Behind those ditches, you see the homecomers. The black-tailed godwit, for instance, just back from an all-inclusive resort in Guinea-Bissau or Senegal. When you look at that graceful godwit, with her elegant long legs carrying a perfectly developed reddish-brown bird body, you can hardly believe that this 40 cm bird travels over five thousand kilometers without stopping in three days. When the first godwit appeared in the polder after a long winter, I used to cheer along the field. Spring! I still watch our kings and queens of the peat meadows, but with more melancholy. I see how they struggle to find food with their long bills in often too dry soil. How they desperately take flight to keep crows and other predators at bay, protecting their vulnerable chicks, often against better judgment. How the young, as true nest fugitives, immediately have to search for their food, but those crawling and flying insects don't come by because they're no longer there. Because even those little critters don't find food in the monotonous green grass, which once had fifty shades.

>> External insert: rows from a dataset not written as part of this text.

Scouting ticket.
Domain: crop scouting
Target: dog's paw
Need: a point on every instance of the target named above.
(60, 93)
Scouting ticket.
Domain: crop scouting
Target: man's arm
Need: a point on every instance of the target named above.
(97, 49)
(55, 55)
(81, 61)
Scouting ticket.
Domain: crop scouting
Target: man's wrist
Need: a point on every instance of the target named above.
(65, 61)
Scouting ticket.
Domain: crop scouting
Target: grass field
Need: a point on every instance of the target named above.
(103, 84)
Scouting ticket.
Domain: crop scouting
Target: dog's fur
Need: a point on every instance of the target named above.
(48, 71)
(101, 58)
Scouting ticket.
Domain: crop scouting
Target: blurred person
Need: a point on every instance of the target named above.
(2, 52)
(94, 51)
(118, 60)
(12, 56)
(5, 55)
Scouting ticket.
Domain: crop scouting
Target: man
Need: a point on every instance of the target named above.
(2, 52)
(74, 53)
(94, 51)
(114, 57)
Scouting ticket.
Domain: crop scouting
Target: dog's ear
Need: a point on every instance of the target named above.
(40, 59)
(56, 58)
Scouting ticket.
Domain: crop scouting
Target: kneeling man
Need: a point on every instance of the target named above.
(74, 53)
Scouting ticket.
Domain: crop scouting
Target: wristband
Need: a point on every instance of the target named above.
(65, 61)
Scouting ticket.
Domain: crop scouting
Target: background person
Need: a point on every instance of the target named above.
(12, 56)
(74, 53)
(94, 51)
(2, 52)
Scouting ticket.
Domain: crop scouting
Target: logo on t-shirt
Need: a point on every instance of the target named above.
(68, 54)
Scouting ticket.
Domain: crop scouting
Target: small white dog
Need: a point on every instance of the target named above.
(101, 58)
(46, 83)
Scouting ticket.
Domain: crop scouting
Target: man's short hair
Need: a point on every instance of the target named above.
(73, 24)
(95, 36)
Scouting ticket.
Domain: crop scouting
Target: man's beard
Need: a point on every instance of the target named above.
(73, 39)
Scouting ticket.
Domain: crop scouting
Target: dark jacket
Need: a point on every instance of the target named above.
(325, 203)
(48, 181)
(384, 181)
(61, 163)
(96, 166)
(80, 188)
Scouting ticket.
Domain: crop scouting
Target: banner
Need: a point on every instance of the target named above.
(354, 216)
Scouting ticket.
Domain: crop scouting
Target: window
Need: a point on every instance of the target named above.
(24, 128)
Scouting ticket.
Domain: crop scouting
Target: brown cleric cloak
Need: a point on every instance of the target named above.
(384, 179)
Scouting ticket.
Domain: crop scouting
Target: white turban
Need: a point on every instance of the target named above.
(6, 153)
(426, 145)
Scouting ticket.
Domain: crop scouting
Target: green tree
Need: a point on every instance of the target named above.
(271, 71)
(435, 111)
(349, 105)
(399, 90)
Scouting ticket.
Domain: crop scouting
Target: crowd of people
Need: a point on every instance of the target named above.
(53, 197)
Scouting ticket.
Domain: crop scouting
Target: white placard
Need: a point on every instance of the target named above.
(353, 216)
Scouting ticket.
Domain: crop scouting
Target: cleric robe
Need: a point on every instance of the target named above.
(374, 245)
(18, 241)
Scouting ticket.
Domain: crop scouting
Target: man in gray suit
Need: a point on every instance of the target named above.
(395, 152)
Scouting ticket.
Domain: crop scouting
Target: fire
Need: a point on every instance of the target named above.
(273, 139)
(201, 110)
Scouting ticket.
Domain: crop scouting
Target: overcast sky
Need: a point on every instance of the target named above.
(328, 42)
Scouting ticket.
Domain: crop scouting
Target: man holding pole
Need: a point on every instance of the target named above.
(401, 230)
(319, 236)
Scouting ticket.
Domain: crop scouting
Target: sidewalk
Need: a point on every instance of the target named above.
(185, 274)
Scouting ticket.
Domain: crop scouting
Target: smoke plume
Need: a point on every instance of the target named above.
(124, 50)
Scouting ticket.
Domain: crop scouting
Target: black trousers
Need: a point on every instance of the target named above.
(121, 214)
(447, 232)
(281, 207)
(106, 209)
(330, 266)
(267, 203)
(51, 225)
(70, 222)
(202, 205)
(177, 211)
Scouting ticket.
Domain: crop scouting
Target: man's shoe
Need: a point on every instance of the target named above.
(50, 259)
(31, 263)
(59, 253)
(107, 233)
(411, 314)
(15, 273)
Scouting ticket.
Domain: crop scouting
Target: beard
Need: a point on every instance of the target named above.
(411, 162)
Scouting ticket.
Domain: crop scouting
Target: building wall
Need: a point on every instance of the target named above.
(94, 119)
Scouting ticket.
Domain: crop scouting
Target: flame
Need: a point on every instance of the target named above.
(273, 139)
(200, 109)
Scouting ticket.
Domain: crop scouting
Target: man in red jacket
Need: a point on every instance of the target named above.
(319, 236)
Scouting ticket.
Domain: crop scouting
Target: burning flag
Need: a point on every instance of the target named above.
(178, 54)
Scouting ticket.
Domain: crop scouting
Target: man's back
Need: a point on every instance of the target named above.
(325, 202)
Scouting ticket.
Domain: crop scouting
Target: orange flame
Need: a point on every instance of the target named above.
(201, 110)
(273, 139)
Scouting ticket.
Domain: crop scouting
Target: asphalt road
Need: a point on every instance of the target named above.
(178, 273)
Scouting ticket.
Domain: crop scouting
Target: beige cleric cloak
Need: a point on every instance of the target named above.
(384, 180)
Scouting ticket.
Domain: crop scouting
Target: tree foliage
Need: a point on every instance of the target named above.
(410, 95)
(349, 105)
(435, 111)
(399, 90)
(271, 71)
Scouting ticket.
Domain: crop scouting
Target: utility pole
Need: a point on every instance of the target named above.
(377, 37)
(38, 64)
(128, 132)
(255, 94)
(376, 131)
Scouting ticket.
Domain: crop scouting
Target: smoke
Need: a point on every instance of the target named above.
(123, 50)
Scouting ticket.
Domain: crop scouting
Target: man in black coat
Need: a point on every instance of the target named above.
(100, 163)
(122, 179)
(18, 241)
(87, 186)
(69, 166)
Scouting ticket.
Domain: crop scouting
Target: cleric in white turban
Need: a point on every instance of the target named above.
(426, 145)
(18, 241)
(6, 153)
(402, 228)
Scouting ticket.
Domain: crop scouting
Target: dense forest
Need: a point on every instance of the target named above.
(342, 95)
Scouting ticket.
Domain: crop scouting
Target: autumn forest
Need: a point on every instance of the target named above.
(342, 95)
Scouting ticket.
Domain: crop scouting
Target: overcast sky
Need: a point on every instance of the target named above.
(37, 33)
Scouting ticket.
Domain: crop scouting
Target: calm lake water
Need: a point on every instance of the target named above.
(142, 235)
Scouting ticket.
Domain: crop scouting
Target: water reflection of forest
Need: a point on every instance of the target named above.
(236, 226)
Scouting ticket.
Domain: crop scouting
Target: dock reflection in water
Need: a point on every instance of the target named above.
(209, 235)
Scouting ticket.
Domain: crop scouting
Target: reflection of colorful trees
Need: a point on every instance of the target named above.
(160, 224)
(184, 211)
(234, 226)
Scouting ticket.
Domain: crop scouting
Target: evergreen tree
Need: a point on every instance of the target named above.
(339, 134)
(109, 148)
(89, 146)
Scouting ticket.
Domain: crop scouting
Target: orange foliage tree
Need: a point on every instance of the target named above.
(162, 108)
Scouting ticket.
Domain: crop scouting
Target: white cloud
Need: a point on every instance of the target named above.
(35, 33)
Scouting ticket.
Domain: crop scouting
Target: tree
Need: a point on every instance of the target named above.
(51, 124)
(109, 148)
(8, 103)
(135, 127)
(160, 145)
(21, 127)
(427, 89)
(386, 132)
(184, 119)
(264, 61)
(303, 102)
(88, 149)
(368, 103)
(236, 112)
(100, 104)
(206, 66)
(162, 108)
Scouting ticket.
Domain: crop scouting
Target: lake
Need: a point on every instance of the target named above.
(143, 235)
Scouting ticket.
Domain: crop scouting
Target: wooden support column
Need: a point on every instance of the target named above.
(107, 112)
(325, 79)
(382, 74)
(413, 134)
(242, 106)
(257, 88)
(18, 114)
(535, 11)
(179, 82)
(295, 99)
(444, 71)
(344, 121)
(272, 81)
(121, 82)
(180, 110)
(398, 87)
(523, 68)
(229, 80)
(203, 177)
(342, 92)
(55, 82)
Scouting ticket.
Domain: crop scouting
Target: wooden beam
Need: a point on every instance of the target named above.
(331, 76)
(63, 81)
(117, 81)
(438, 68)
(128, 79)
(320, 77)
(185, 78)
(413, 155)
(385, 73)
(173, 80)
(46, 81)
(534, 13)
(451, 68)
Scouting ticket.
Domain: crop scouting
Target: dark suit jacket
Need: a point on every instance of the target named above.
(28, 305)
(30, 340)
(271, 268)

But fortunately, here in the Schaalsmeerpolder, the godwits are doing well, unlike in many other meadows. And so this is the place to admire their beauty while walking, with the smell of chocolate in your nose. And if you look closely, you'll distinguish many more species among the godwits, such as the redshank or the lapwing. Or maybe even a skylark. The Schaalsmeerpolder is a place where not only the godwit but also I always feel a bit at home.
Laughed at and Encouraged in the Kaapse Bossen
Walking Route: Highlights of the Kaapse Bossen – Doorn
Distance: 8.5 km
Starting Point: Parking lot Kaapse Bossen, Leersumsestraatweg, Doorn
I traded the Zaan polder for the Kaapse Bossen. From daily slippery wet boots full of polder clay and always seeing the weather coming from afar, to sand in my eyes and everywhere high and dry on the mountain, not seeing the forest for the trees. I left for one love and gained many more.
Where I could effortlessly distinguish the meadow birds, in the forest I initially didn't get much further than a chaffinch and a great tit. Of course, those are just ordinary garden birds, so that was a bit of cheating. But now my skill has increased, and I discover species after species in my new backyard. Not rarely do I feel laughed at when a green or black woodpecker chuckles from a branch while I'm pulled along in fluorescent yellow and pink by dogs Moesel and Beer during a run. More often, I feel carried. Carried by the cacophony of sounds, especially now. The cheerful chirping and singing of the tits, one with a crest on its head, the other with a long tail.
Especially the latter, I see and hear a lot now: the long-tailed tit. All winter, these cute white-black balls on sticks have been moving around with a family group, now it's time to form pairs. The females leave their own group and go looking for a male in another group. The males occasionally fly past me with an undulating, butterfly-like flight as I'm pulled through the forest. The goal of the long-tailed tit males? Impress the long-tailed tit females. But the frivolous dance also gives me the energy to run miles further. Sometimes so much that I conquer the dozens of steps of the lookout tower to look further into the distance than I ever could in North Holland.